Féile received much attention for their ‘Vaccines for tickets’ initiative, which encouraged people to get vaccinated in exchange for a chance to get tickets to the festival.
“I thought that was a great idea,” Kevin said.
“That didn’t just come from us, that was us working hand in hand with young people, with local community, with Department of Health – trying to think outside the box and think, ‘How can we help push the vaccine programme?’

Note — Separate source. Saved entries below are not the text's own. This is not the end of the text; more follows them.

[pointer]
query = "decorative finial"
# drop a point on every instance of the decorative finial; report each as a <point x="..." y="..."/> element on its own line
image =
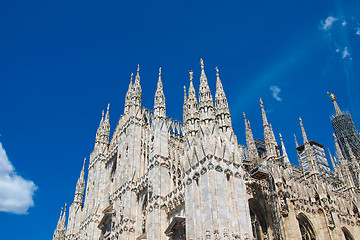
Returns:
<point x="184" y="94"/>
<point x="332" y="96"/>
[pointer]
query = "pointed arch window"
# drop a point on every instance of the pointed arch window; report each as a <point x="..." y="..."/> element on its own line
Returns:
<point x="347" y="234"/>
<point x="306" y="230"/>
<point x="256" y="226"/>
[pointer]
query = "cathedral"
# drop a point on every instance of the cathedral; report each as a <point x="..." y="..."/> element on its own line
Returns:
<point x="157" y="178"/>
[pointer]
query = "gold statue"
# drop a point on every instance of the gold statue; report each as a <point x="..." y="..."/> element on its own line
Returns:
<point x="332" y="96"/>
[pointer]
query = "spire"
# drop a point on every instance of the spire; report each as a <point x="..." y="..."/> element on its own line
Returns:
<point x="310" y="158"/>
<point x="297" y="152"/>
<point x="351" y="153"/>
<point x="137" y="78"/>
<point x="270" y="143"/>
<point x="159" y="102"/>
<point x="184" y="106"/>
<point x="136" y="96"/>
<point x="222" y="111"/>
<point x="272" y="134"/>
<point x="332" y="160"/>
<point x="303" y="131"/>
<point x="80" y="186"/>
<point x="59" y="233"/>
<point x="296" y="143"/>
<point x="63" y="219"/>
<point x="286" y="158"/>
<point x="336" y="106"/>
<point x="192" y="112"/>
<point x="128" y="96"/>
<point x="107" y="113"/>
<point x="103" y="131"/>
<point x="206" y="105"/>
<point x="338" y="151"/>
<point x="185" y="95"/>
<point x="265" y="122"/>
<point x="252" y="150"/>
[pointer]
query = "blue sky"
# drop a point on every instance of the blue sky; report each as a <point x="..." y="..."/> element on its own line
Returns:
<point x="61" y="62"/>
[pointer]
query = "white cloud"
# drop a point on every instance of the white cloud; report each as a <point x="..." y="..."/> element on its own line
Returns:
<point x="275" y="92"/>
<point x="345" y="53"/>
<point x="16" y="193"/>
<point x="328" y="23"/>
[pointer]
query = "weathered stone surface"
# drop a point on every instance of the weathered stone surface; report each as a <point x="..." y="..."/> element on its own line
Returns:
<point x="157" y="178"/>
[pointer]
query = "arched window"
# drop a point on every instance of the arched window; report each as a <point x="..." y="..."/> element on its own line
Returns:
<point x="347" y="234"/>
<point x="258" y="222"/>
<point x="255" y="224"/>
<point x="306" y="230"/>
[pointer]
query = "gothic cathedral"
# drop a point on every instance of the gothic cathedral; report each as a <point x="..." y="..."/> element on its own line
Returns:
<point x="157" y="178"/>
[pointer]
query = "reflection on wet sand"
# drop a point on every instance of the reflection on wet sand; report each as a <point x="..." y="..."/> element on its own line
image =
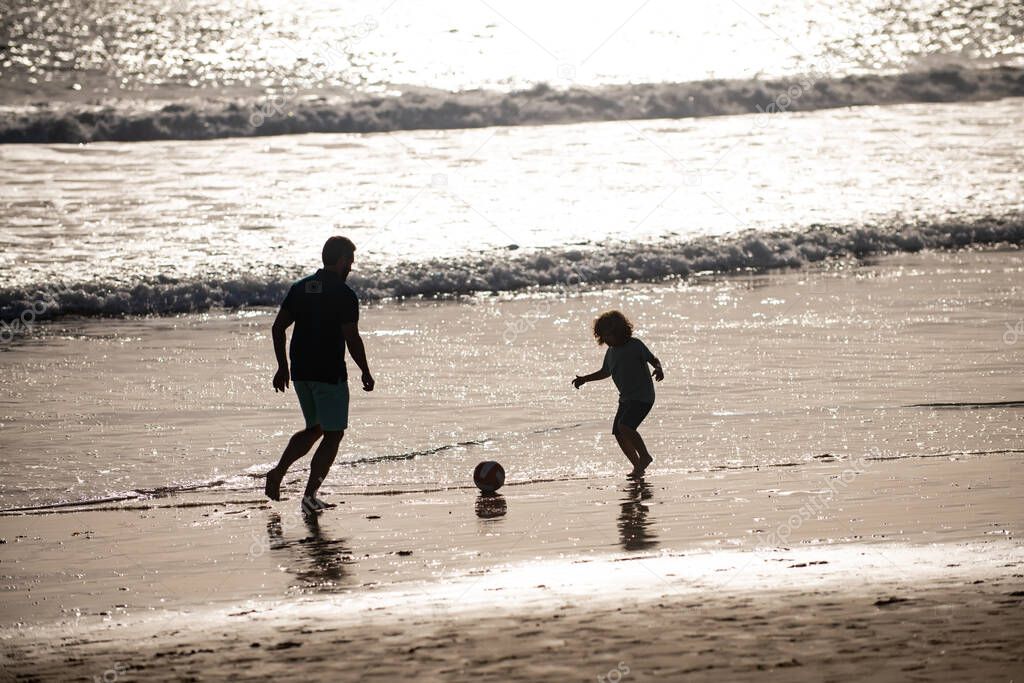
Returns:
<point x="318" y="561"/>
<point x="634" y="528"/>
<point x="489" y="506"/>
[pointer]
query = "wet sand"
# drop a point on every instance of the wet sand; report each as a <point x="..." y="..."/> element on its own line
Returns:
<point x="835" y="496"/>
<point x="904" y="569"/>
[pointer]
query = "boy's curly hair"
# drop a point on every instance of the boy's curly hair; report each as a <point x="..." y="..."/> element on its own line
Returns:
<point x="611" y="322"/>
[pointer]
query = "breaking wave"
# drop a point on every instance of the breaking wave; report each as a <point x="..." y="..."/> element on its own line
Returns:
<point x="423" y="109"/>
<point x="502" y="271"/>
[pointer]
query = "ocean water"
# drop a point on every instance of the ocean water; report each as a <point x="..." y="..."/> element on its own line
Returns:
<point x="174" y="166"/>
<point x="174" y="226"/>
<point x="914" y="356"/>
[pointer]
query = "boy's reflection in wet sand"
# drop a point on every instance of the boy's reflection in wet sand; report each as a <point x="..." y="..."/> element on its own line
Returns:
<point x="634" y="528"/>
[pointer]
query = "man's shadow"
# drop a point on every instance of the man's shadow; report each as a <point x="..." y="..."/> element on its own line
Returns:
<point x="320" y="562"/>
<point x="635" y="530"/>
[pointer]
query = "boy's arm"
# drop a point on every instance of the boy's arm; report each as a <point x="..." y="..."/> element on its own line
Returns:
<point x="593" y="377"/>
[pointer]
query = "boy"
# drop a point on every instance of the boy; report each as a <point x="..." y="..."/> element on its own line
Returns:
<point x="626" y="363"/>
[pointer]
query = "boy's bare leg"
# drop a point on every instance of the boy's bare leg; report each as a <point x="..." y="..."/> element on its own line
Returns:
<point x="628" y="449"/>
<point x="323" y="460"/>
<point x="298" y="445"/>
<point x="633" y="436"/>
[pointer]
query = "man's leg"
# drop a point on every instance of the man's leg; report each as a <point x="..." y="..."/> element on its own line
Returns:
<point x="323" y="460"/>
<point x="628" y="449"/>
<point x="298" y="445"/>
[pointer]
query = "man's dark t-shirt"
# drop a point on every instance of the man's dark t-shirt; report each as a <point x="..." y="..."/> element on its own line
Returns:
<point x="320" y="304"/>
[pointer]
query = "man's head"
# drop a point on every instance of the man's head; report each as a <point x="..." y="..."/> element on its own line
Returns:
<point x="338" y="255"/>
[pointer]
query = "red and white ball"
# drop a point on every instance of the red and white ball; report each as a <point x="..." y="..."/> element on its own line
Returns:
<point x="488" y="476"/>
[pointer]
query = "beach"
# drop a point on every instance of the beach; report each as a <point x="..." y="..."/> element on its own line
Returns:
<point x="819" y="524"/>
<point x="812" y="213"/>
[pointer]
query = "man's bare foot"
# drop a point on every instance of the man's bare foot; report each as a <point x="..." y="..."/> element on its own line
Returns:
<point x="311" y="505"/>
<point x="272" y="487"/>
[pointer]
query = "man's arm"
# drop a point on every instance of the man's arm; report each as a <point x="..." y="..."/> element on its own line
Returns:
<point x="358" y="352"/>
<point x="281" y="324"/>
<point x="593" y="377"/>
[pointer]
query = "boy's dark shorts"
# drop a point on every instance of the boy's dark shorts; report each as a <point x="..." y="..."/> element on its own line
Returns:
<point x="631" y="414"/>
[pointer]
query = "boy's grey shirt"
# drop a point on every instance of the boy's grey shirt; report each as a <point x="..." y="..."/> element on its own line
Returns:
<point x="628" y="367"/>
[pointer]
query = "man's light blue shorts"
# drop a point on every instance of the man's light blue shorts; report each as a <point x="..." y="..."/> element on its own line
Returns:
<point x="324" y="404"/>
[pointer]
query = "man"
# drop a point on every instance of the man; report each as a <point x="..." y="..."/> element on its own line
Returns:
<point x="326" y="313"/>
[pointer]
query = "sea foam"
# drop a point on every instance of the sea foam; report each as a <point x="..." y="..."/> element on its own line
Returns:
<point x="511" y="270"/>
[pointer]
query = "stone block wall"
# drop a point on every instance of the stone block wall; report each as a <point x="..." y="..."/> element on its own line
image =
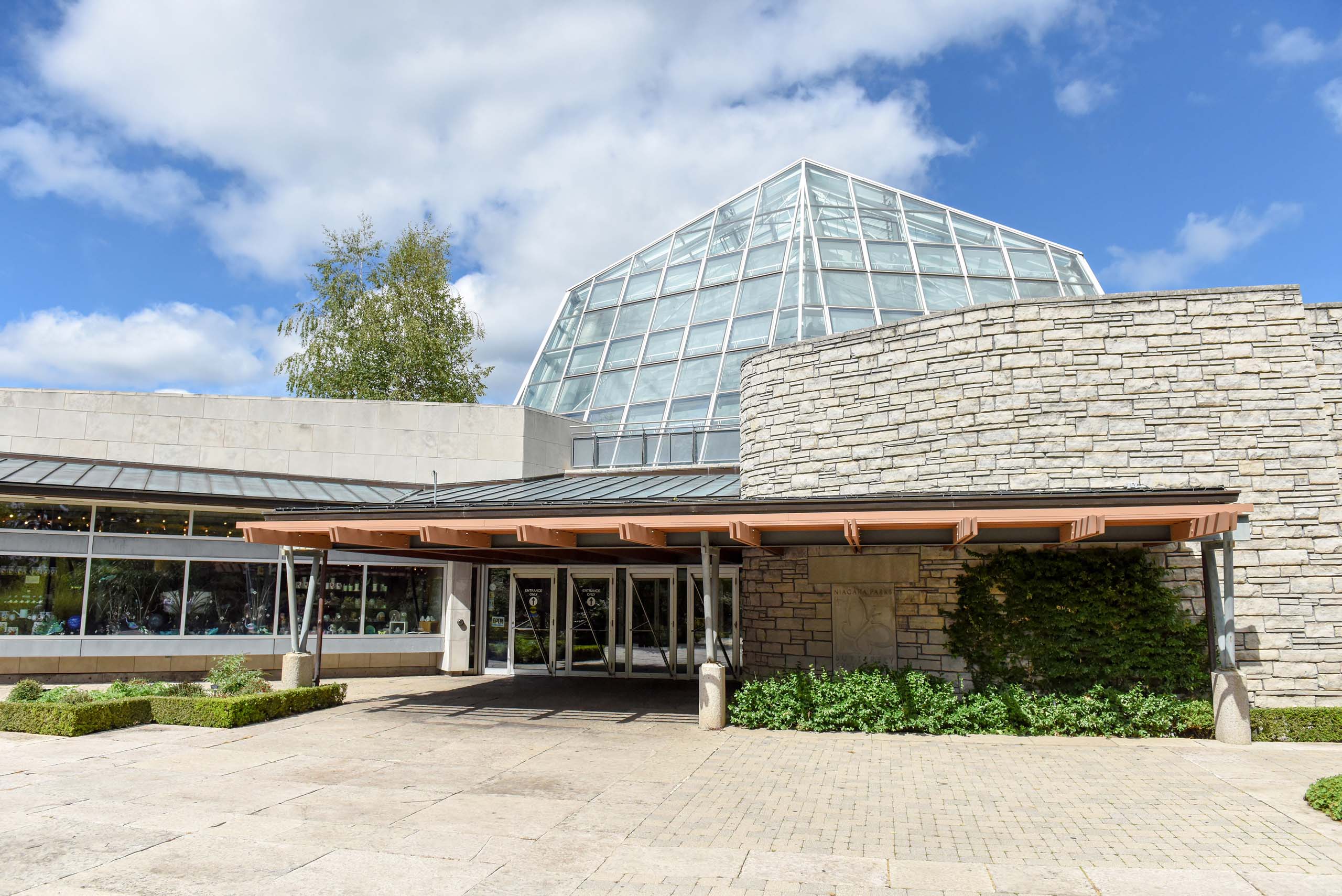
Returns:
<point x="1209" y="388"/>
<point x="386" y="440"/>
<point x="791" y="620"/>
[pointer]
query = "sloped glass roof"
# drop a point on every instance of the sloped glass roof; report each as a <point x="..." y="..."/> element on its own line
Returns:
<point x="811" y="251"/>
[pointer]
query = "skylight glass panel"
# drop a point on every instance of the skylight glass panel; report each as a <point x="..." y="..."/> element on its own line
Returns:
<point x="596" y="326"/>
<point x="1070" y="267"/>
<point x="1018" y="242"/>
<point x="634" y="318"/>
<point x="937" y="260"/>
<point x="605" y="294"/>
<point x="698" y="376"/>
<point x="642" y="286"/>
<point x="840" y="254"/>
<point x="654" y="383"/>
<point x="984" y="262"/>
<point x="705" y="337"/>
<point x="986" y="290"/>
<point x="1030" y="263"/>
<point x="971" y="232"/>
<point x="871" y="196"/>
<point x="751" y="330"/>
<point x="682" y="277"/>
<point x="725" y="267"/>
<point x="673" y="311"/>
<point x="897" y="292"/>
<point x="772" y="226"/>
<point x="575" y="301"/>
<point x="691" y="242"/>
<point x="890" y="256"/>
<point x="623" y="353"/>
<point x="586" y="359"/>
<point x="782" y="192"/>
<point x="943" y="293"/>
<point x="663" y="347"/>
<point x="619" y="270"/>
<point x="847" y="289"/>
<point x="562" y="336"/>
<point x="835" y="222"/>
<point x="827" y="188"/>
<point x="614" y="388"/>
<point x="845" y="320"/>
<point x="716" y="302"/>
<point x="765" y="260"/>
<point x="760" y="294"/>
<point x="654" y="256"/>
<point x="882" y="224"/>
<point x="1038" y="289"/>
<point x="575" y="395"/>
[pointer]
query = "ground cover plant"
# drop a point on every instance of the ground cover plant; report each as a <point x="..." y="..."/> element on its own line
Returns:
<point x="239" y="697"/>
<point x="1325" y="794"/>
<point x="878" y="699"/>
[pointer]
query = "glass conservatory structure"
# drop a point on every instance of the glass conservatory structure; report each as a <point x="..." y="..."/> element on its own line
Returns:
<point x="648" y="352"/>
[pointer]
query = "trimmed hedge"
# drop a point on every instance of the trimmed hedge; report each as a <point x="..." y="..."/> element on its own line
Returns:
<point x="880" y="700"/>
<point x="1300" y="725"/>
<point x="1325" y="794"/>
<point x="74" y="719"/>
<point x="233" y="713"/>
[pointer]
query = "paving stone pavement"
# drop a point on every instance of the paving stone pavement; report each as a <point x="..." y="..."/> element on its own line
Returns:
<point x="435" y="785"/>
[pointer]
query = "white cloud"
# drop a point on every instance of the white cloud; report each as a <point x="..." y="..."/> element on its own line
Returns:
<point x="39" y="161"/>
<point x="169" y="347"/>
<point x="1202" y="242"/>
<point x="552" y="137"/>
<point x="1293" y="47"/>
<point x="1082" y="97"/>
<point x="1330" y="97"/>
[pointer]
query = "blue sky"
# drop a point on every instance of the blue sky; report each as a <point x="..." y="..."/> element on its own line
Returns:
<point x="166" y="171"/>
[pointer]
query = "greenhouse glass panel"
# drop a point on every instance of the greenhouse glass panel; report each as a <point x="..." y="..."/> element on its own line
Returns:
<point x="847" y="289"/>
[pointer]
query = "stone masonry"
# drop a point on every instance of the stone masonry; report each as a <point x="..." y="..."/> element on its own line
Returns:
<point x="1209" y="388"/>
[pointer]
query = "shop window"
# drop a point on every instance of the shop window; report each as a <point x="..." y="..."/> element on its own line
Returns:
<point x="41" y="595"/>
<point x="230" y="599"/>
<point x="142" y="521"/>
<point x="135" y="597"/>
<point x="404" y="600"/>
<point x="51" y="518"/>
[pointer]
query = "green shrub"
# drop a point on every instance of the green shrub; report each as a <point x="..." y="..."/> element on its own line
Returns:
<point x="1066" y="620"/>
<point x="231" y="713"/>
<point x="1301" y="725"/>
<point x="74" y="719"/>
<point x="26" y="690"/>
<point x="230" y="675"/>
<point x="876" y="699"/>
<point x="1325" y="794"/>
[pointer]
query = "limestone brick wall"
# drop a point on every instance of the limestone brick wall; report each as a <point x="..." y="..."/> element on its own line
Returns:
<point x="789" y="620"/>
<point x="1221" y="388"/>
<point x="387" y="440"/>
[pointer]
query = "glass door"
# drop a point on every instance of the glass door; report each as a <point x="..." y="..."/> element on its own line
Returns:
<point x="533" y="621"/>
<point x="650" y="631"/>
<point x="728" y="620"/>
<point x="591" y="635"/>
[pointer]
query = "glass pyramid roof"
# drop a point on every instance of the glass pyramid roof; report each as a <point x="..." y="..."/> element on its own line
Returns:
<point x="811" y="251"/>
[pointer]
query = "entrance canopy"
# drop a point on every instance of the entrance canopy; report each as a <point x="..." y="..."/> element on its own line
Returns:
<point x="669" y="533"/>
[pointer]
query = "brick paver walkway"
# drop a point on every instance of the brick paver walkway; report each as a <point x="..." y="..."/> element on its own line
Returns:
<point x="549" y="786"/>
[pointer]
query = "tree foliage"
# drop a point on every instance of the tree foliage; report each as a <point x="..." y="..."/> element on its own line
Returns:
<point x="1066" y="621"/>
<point x="383" y="322"/>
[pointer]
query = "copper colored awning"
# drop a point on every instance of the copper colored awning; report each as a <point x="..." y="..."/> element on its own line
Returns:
<point x="667" y="532"/>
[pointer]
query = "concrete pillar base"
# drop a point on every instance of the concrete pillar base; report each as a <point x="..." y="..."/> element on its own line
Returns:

“The question that everyone was asking was, ‘How can we drive up the vaccine intake with young people?’ This was a good answer.
“And I’ll add that the staff have been heroic. We wanted to show the events industry working hand in hand with the vaccination programme. And it worked. Hundreds turned up, and it gave a strong public message – that if you want to get events back, you need to get vaccinated.”
Just days after the first Féile events, Belfast city centre saw the return of the Custom House Square gigs, which regularly attract 10,000s of people.
Joe Dougan, who promotes these gigs as well as the Belsonic gigs due to take place in September, said he didn’t believe it was going to happen, but that he’s happy to have live events back up and running.
“It’s been incredible,” he said.
“We were all very circumspect about Tuesday’s Tom Jones show, as it was the first outdoor show that we’ve promoted in two years nearly. And after a lot of ebb and flow of restrictions, I almost didn’t believe it was going to happen until it did, but it’s just such a relief to be at this point.
(Image: Justin Kernoghan/Belfast Live)
“The concerts themselves have been incredible. I noticed that everyone at them has just been in a very good mood – the punters, the band, the acts themselves, even our medical directors or security at the door. People are happy to be back. It’s like Christmas.
“It was emotional for me as well, it really was. I’ve been involved in a lot of events throughout the years, and you do become desensitised to it, but when you’ve been away from it for that long, it felt like you might never be able to do it again. There were plenty of times where I certainly felt like ‘This is never going to happen.'”
Joe said that the success of the return of these events has been down to the staff and crew working at them, as well as the understanding ear they’ve been given from governmental Departments and the understanding from attendees for Covid safety rules.
“I think there’s an understanding from the Department of Health and Department for Communities about how beleaguered these sectors are.,” he said.
“That’s great, it’s helped us immeasurably. We’re at a point where we’ve introduced all these mitigations on our criteria for entrance – such as the negative test, or double vaccination – and there was a lot of people at the first gig who were saying that that made them feel very safe, which is great. It’s not full proof but it’s sort of as good as it gets. Most people who were there last night, that was the biggest gathering they’d been to in years, and it felt like their anxiety had been assuaged by that entrance criteria.
“But everyone put work into this, everyone did, from the public, to the workers, to the healthcare staff, and we wanted to put our best foot forward now that shows are allowed to return.”